The moral dilemma is disclosed and elucidated. Moral teachings: you have to learn to draw a line between kindness (Grandfather crab) and over-kindness (Young crab); friendship should not prevent you from ensuring your own health and well-being.

Ye metsɔ tso afimae ye nyagaɖeɖia aɖe tsɔ ble me
That is what an old lady used to deceive me
Ye metsɔ be matsɔ ble mie loo.
And I want to use and deceive you

Formal ending. Final formulas often have a prophylactic function in order to avoid or divert evil influences. Here, the old lady as ‘giver’ of the story marks the distance between story and actual storyteller, enforcing the idea that the storyteller does not ‘own’ the stories. The ‘deceiving’ quality of narration is moreover stressed, indicating that this narrative genre belongs to the realm of fiction (as a deceiving story). However, the storytelling is attributed a form of veridicity at the beginning of the narration, when stories are presented as a form of wisdom derived from the ancestors’ knowledge, and in the aetiological ending that anchors the present world in the narrated past.

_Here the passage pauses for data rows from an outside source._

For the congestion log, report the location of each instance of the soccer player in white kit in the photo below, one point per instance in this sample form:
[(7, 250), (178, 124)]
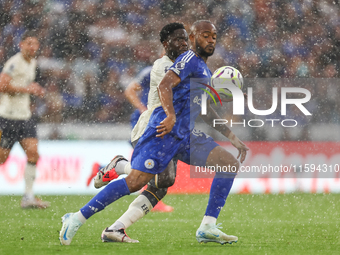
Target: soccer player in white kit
[(16, 125)]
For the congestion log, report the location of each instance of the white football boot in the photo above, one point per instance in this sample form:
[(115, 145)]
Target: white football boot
[(211, 233), (120, 236), (71, 224), (108, 173)]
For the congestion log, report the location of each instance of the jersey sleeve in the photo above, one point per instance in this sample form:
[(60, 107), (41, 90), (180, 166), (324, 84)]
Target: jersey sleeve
[(9, 68), (185, 65), (143, 78)]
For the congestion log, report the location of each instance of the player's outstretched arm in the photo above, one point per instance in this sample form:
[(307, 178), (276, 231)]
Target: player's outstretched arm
[(6, 87), (131, 93), (225, 130), (169, 81)]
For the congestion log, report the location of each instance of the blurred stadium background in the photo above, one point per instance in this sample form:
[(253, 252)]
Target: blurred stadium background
[(91, 50)]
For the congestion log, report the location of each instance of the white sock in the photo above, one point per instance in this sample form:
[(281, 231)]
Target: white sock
[(80, 216), (208, 220), (137, 209), (120, 166), (127, 168), (29, 177)]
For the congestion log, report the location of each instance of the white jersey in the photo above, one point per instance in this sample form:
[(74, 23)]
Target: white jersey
[(17, 107), (159, 68)]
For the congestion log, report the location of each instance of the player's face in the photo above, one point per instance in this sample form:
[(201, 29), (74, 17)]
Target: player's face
[(177, 43), (29, 47), (205, 39)]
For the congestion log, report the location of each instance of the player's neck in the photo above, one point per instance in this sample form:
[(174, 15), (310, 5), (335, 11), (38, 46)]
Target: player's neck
[(205, 58), (26, 57), (172, 58)]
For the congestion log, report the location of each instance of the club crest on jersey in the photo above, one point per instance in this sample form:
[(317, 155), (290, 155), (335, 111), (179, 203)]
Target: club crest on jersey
[(149, 163), (180, 65)]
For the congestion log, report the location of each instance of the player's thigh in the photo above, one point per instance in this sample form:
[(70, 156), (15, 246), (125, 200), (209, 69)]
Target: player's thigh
[(30, 146), (199, 149), (4, 153), (221, 157), (137, 179), (166, 178), (9, 134)]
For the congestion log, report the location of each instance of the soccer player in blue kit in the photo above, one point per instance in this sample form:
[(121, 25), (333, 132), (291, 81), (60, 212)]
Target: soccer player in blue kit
[(169, 134)]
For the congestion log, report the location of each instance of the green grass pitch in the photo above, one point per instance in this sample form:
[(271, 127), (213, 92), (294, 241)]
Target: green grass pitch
[(265, 224)]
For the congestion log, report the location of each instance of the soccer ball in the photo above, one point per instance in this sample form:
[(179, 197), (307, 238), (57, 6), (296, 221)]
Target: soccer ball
[(226, 75)]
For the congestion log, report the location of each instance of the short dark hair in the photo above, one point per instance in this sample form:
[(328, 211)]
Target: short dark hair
[(169, 29), (29, 33), (197, 23)]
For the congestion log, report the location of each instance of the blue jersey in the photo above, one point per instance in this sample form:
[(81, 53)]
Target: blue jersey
[(193, 72), (143, 79), (152, 154)]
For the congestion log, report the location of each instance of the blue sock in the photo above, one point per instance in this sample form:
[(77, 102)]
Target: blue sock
[(112, 192), (219, 192)]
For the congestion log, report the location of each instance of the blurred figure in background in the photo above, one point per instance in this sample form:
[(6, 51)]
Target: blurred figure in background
[(16, 125)]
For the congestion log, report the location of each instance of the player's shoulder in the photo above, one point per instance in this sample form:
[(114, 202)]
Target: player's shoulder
[(15, 58), (186, 57), (162, 65), (146, 70)]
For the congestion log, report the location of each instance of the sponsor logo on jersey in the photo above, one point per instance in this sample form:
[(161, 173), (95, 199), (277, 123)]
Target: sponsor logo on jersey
[(149, 163)]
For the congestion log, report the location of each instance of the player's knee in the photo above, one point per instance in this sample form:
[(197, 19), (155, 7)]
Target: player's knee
[(32, 156), (167, 177), (3, 157), (159, 193)]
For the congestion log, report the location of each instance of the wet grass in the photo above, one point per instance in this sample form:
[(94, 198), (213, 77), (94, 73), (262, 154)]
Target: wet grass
[(265, 224)]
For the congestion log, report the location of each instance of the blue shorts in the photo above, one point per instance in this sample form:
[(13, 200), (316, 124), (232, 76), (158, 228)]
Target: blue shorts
[(16, 130), (153, 154)]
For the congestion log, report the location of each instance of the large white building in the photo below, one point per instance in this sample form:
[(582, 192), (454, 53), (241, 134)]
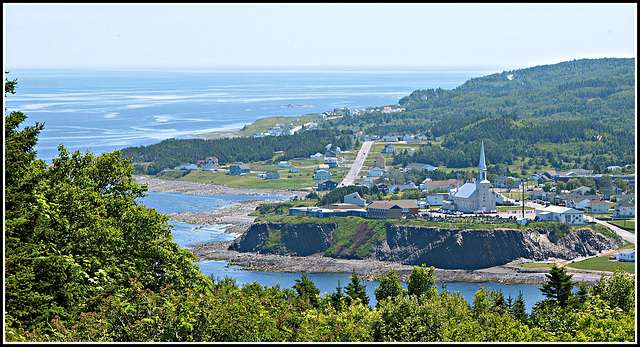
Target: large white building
[(560, 214), (473, 197)]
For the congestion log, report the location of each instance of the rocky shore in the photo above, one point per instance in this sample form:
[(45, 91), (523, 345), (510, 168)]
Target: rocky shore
[(371, 268), (236, 216)]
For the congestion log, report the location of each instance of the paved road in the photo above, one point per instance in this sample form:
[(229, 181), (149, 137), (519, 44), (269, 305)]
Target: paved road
[(350, 179)]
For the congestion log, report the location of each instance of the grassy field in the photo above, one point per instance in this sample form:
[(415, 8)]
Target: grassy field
[(603, 264)]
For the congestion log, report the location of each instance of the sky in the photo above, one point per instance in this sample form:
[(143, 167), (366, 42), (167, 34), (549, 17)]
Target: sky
[(280, 35)]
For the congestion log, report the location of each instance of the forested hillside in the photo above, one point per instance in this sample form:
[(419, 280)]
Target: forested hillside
[(576, 113)]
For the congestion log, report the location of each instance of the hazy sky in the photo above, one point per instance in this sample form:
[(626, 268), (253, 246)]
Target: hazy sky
[(164, 35)]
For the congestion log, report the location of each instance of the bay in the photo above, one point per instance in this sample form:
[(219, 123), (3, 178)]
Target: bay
[(186, 234), (106, 110)]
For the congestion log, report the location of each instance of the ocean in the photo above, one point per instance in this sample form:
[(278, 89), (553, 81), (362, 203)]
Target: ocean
[(105, 110)]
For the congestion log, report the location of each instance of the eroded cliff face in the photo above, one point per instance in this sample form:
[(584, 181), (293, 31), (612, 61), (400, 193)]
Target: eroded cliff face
[(477, 249), (294, 239), (433, 246)]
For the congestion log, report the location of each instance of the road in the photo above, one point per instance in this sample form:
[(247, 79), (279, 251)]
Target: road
[(350, 179)]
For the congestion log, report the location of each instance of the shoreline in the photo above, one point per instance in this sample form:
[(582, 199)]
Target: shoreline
[(370, 268), (238, 221)]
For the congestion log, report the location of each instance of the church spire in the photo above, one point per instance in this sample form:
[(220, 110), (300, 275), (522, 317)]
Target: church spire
[(482, 166)]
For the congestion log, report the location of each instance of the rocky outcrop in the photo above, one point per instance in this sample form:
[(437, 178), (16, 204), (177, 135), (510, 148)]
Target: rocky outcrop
[(279, 238), (442, 248), (476, 249)]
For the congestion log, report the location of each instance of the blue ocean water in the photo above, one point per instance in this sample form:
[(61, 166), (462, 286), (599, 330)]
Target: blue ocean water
[(105, 110)]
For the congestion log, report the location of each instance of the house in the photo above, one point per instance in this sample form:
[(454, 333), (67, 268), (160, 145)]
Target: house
[(384, 210), (326, 185), (628, 255), (560, 214), (210, 164), (355, 199), (429, 184), (473, 197), (507, 182), (401, 187), (272, 176), (238, 168), (624, 209), (389, 149), (375, 172), (380, 162), (322, 175), (437, 198), (582, 190), (420, 166), (393, 209), (597, 206), (331, 161), (187, 166), (390, 138)]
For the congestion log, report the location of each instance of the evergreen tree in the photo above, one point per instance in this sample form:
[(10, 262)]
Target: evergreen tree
[(306, 289), (558, 285), (421, 281), (357, 289), (389, 287), (519, 310)]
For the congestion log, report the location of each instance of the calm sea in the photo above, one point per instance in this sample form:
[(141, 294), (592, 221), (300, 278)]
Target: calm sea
[(186, 234), (105, 110)]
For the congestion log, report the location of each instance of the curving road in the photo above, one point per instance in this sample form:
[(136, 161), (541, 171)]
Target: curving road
[(350, 179)]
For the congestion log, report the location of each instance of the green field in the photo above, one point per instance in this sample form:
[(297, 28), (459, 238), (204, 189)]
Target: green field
[(603, 264)]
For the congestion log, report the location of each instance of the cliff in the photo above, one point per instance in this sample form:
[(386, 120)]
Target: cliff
[(442, 248)]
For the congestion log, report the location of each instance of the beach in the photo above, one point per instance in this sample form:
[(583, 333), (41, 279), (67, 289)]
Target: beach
[(237, 219)]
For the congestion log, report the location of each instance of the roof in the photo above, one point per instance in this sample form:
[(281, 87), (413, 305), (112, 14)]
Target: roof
[(560, 209), (389, 204), (466, 191)]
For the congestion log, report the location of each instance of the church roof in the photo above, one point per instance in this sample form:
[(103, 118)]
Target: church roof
[(482, 164), (466, 191)]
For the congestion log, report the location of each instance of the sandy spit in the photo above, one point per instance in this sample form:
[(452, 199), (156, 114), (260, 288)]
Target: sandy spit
[(238, 221)]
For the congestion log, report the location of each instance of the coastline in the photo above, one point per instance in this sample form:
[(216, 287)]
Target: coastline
[(238, 221)]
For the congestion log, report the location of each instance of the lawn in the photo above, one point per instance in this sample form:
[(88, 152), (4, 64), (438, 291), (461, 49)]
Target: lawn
[(603, 264)]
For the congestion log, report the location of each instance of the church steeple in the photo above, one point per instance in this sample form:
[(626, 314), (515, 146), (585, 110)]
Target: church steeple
[(482, 166)]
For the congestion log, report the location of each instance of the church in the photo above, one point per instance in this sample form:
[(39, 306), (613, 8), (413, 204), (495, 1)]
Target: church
[(473, 197)]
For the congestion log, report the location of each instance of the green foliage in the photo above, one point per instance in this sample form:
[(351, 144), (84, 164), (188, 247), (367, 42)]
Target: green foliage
[(558, 285), (421, 281), (307, 290), (357, 290), (389, 288)]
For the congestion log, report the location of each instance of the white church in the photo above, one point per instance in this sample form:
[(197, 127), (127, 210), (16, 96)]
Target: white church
[(473, 197)]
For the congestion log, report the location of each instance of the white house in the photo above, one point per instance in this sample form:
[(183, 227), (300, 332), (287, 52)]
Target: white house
[(322, 175), (389, 149), (624, 209), (560, 214), (436, 199), (626, 255), (597, 206), (473, 197), (354, 198), (375, 172)]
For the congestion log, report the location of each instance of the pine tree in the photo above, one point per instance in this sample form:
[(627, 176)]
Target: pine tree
[(357, 289), (558, 285)]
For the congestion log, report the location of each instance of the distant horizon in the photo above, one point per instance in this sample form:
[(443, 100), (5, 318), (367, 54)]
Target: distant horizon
[(295, 68)]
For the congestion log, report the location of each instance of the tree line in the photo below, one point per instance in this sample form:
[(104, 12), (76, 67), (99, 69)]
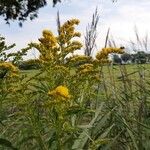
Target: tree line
[(139, 57)]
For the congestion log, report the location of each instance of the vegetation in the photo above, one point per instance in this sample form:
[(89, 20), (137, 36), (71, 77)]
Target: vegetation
[(72, 101)]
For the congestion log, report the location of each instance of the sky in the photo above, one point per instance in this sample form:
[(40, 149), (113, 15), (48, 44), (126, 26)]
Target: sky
[(121, 17)]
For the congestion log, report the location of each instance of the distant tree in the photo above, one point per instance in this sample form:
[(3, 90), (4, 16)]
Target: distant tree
[(116, 59), (140, 57), (21, 9), (126, 57)]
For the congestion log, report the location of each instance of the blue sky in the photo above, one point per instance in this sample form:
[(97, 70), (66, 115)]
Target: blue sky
[(121, 17)]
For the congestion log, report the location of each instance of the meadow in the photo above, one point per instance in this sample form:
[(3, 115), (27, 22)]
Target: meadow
[(73, 103)]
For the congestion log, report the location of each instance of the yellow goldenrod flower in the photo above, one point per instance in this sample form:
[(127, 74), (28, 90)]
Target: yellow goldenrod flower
[(12, 70), (60, 91)]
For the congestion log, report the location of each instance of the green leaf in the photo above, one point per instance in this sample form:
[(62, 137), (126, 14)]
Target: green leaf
[(7, 143)]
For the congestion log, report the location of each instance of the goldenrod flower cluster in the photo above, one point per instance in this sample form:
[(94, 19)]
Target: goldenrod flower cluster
[(53, 49), (86, 68), (12, 71), (67, 31), (60, 92), (48, 40), (103, 54)]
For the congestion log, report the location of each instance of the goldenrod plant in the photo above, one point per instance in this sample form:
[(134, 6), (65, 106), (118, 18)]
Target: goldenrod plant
[(72, 101)]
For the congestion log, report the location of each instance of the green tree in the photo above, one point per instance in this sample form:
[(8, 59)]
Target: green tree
[(116, 59)]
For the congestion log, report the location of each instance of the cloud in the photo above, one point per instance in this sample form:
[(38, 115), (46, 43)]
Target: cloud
[(121, 17)]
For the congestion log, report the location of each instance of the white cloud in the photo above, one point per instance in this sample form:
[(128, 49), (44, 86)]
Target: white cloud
[(121, 17)]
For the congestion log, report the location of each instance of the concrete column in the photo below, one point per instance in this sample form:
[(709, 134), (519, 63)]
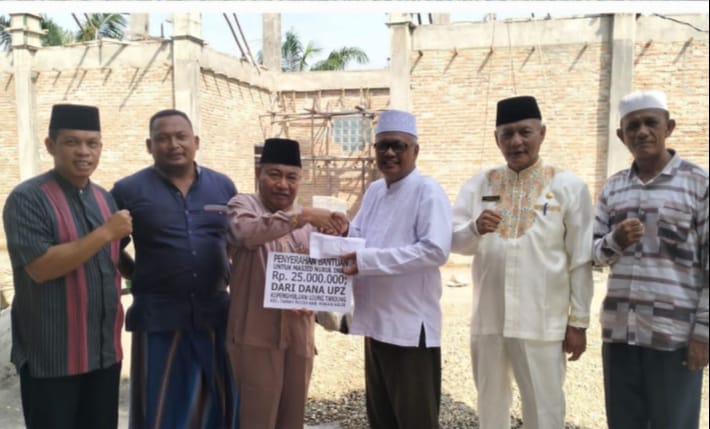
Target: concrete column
[(138, 26), (187, 49), (400, 49), (25, 31), (271, 40), (620, 84)]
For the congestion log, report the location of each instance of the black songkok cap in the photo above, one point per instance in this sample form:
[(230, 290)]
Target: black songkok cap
[(516, 109), (281, 151), (75, 117)]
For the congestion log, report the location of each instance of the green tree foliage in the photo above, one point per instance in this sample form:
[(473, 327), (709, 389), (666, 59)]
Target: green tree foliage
[(294, 57), (99, 25), (340, 58), (94, 26)]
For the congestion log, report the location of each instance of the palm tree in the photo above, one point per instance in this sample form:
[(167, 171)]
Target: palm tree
[(293, 56), (339, 59), (98, 25)]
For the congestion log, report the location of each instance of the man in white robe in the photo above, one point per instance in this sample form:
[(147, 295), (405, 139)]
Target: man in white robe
[(529, 227)]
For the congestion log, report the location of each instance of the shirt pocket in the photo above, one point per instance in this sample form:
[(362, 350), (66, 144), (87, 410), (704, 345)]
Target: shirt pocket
[(675, 222)]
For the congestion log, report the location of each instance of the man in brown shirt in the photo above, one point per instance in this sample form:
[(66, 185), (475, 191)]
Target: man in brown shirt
[(271, 350)]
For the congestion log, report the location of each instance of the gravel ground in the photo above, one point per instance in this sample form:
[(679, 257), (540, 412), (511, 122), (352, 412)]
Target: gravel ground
[(337, 387)]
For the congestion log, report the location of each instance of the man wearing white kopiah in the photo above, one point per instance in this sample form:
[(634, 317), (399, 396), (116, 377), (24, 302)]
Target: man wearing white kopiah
[(405, 219), (651, 228), (529, 226)]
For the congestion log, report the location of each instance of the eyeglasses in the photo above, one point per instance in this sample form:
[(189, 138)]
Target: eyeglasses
[(396, 146)]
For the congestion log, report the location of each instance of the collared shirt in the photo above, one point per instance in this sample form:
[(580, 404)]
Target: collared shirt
[(407, 231), (533, 276), (182, 269), (72, 324), (657, 292), (254, 232)]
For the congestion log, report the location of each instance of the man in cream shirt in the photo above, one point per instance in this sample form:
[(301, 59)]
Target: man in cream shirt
[(529, 227)]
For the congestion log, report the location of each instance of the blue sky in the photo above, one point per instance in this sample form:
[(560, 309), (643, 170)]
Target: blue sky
[(335, 24)]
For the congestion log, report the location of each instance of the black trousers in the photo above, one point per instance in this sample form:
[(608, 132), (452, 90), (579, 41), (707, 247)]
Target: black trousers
[(86, 401), (403, 385), (650, 389)]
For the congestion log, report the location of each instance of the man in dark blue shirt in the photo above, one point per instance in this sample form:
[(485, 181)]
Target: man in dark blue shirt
[(179, 283)]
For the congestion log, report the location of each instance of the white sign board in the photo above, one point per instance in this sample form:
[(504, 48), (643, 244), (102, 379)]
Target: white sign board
[(297, 281)]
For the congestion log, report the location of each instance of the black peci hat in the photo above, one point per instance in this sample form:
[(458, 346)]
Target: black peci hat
[(281, 151), (75, 117), (516, 109)]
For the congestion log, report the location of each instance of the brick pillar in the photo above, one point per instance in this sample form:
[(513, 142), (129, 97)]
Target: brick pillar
[(400, 48)]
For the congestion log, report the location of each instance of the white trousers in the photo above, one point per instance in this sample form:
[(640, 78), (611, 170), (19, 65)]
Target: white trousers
[(539, 370)]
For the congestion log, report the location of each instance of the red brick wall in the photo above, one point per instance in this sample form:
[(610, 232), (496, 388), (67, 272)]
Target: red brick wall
[(454, 98)]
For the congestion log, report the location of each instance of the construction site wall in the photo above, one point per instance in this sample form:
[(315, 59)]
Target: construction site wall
[(458, 73)]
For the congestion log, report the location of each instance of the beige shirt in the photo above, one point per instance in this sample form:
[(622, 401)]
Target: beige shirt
[(254, 232)]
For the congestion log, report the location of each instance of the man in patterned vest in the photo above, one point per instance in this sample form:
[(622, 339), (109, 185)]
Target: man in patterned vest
[(529, 226), (63, 235)]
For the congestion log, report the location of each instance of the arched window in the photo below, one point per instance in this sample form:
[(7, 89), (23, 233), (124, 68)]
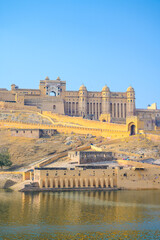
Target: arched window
[(52, 93)]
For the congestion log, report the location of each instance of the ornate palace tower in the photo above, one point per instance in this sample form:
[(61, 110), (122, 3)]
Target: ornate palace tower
[(130, 102), (82, 101), (105, 100)]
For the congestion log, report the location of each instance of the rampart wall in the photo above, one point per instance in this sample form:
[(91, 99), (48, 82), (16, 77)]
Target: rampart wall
[(78, 178), (7, 179)]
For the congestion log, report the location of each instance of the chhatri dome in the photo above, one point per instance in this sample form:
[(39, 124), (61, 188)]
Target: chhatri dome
[(47, 78), (82, 88), (130, 89), (105, 89)]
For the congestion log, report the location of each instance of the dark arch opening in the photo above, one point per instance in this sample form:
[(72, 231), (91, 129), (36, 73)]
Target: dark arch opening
[(52, 94), (133, 128)]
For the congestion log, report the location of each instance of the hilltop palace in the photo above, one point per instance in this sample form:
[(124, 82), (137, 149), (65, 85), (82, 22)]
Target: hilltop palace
[(106, 106)]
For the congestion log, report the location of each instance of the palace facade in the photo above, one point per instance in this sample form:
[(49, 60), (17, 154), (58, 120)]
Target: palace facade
[(107, 106)]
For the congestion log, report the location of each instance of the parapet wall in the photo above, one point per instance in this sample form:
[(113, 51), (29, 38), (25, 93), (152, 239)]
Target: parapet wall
[(86, 122), (17, 106), (79, 178)]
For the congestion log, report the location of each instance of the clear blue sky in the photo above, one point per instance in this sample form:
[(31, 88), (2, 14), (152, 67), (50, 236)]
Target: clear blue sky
[(113, 42)]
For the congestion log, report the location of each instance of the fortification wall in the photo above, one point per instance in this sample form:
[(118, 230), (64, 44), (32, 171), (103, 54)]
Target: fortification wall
[(138, 179), (6, 96), (153, 137), (86, 122), (17, 106), (70, 129), (8, 179), (137, 164), (76, 178), (125, 178)]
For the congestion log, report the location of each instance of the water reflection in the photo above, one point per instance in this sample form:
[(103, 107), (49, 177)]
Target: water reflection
[(80, 215)]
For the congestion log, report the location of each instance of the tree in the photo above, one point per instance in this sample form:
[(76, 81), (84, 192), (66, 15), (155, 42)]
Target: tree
[(5, 160)]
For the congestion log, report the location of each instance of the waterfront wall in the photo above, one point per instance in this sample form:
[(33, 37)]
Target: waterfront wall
[(77, 178), (8, 179)]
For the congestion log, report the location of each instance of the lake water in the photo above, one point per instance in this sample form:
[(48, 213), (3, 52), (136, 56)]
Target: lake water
[(80, 215)]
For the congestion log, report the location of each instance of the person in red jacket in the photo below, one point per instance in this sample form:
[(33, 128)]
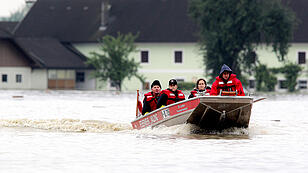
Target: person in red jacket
[(151, 98), (170, 95), (200, 90), (227, 81)]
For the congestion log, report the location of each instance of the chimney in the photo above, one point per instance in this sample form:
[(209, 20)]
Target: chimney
[(30, 3), (104, 15)]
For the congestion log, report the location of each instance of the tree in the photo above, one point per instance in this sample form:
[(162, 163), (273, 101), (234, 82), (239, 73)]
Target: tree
[(291, 72), (265, 78), (114, 62), (231, 30)]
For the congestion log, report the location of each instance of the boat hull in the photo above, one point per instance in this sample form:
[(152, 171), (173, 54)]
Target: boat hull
[(207, 112)]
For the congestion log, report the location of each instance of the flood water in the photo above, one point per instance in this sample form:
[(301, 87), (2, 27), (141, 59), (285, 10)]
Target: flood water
[(78, 131)]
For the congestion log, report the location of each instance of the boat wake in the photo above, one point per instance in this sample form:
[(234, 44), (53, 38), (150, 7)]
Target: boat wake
[(97, 126), (191, 129), (66, 125)]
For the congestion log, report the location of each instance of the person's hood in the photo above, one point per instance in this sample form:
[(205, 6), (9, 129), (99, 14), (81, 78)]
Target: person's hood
[(225, 68)]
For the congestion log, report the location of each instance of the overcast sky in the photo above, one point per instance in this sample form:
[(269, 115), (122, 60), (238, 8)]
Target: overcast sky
[(9, 6)]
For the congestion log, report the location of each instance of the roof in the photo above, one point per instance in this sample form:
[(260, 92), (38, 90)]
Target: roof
[(168, 20), (6, 29), (155, 20), (50, 53), (66, 20)]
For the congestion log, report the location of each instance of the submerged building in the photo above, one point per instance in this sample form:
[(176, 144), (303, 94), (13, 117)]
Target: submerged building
[(49, 47)]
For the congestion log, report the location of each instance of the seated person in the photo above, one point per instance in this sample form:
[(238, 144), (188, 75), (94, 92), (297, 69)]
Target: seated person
[(200, 90), (170, 95), (151, 98), (227, 81)]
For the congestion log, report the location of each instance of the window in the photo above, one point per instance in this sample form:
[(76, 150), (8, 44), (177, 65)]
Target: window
[(18, 78), (178, 57), (146, 85), (79, 76), (4, 78), (302, 84), (144, 56), (283, 84), (301, 57), (252, 84)]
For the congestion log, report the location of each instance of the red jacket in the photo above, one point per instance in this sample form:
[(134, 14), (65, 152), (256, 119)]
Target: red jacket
[(194, 92), (233, 84)]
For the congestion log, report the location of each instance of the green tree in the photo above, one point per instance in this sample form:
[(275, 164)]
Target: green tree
[(291, 72), (114, 62), (265, 78), (231, 30)]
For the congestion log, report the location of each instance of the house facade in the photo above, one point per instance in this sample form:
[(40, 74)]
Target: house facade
[(53, 41), (168, 48), (37, 52)]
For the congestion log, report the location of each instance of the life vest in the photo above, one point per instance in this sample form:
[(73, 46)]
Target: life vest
[(231, 88), (172, 98), (197, 92), (152, 100)]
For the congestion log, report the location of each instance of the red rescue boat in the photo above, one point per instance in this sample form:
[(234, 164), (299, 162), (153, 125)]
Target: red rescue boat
[(207, 112)]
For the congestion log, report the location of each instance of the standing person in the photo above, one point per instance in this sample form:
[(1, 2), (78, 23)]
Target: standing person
[(170, 95), (201, 89), (227, 81), (151, 98)]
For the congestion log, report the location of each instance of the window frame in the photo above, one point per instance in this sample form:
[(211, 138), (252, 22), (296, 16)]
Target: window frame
[(175, 58), (281, 83), (6, 77), (17, 79), (299, 58), (77, 77), (148, 56), (300, 86)]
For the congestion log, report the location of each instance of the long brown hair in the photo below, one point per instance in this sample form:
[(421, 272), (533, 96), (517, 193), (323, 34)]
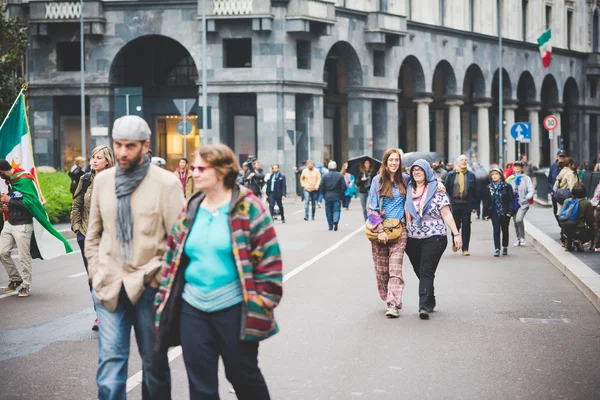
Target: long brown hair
[(386, 183)]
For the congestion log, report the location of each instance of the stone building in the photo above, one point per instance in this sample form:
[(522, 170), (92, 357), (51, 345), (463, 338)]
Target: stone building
[(343, 78)]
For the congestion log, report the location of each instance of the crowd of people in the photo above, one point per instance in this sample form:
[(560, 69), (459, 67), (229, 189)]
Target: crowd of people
[(191, 257)]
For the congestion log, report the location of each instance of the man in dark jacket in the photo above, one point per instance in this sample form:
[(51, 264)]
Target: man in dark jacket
[(333, 186), (276, 191), (552, 174), (462, 189)]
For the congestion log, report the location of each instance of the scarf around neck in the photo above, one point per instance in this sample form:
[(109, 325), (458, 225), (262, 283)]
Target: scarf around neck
[(126, 181), (461, 181)]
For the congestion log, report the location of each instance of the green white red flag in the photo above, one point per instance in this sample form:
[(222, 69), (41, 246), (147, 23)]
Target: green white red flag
[(545, 45)]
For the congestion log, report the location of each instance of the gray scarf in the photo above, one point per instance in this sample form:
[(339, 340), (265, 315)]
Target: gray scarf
[(126, 181)]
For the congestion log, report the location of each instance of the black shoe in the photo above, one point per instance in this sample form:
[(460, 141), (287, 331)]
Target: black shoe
[(12, 286), (431, 304)]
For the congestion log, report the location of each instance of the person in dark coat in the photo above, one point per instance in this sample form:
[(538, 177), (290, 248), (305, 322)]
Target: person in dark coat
[(462, 188), (498, 206), (333, 185), (276, 191)]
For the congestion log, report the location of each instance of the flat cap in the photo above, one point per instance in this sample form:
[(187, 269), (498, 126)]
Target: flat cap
[(131, 127)]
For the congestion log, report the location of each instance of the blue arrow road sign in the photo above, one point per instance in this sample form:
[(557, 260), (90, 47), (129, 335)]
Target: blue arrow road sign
[(521, 131)]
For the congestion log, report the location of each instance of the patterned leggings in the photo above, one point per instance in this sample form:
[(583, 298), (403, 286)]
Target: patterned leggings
[(388, 260)]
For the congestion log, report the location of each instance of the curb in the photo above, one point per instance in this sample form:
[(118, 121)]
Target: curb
[(582, 276)]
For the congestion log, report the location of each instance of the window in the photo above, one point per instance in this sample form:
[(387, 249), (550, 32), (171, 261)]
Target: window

‘Deceiving’ also points to the expectation that the story constitutes a test for the audience. This seems to be confirmed in the subsequent line, when the storyteller uses the term ‘adzo’ (for ‘riddle’ and ‘riddle story’) when he indicates ‘this is the end of the story’.

Adzo ɖu mie mi
This is the end of the story
AWoe tso gli wo de
You are from the land of stories

The closing formula highlights the storyteller’s belonging to the (ancestors’) world of storytelling and the children’s capability to keep and tell stories (‘you have cupped ears’).

Musical interlude with dancing
Kpɔkplɔkuku dzimeloto
Dead frog with a bloated back
Ata ŋeŋi abɔ ŋeŋi…
Broken legs and arms…

Children’s song referring to the dead frog’s story.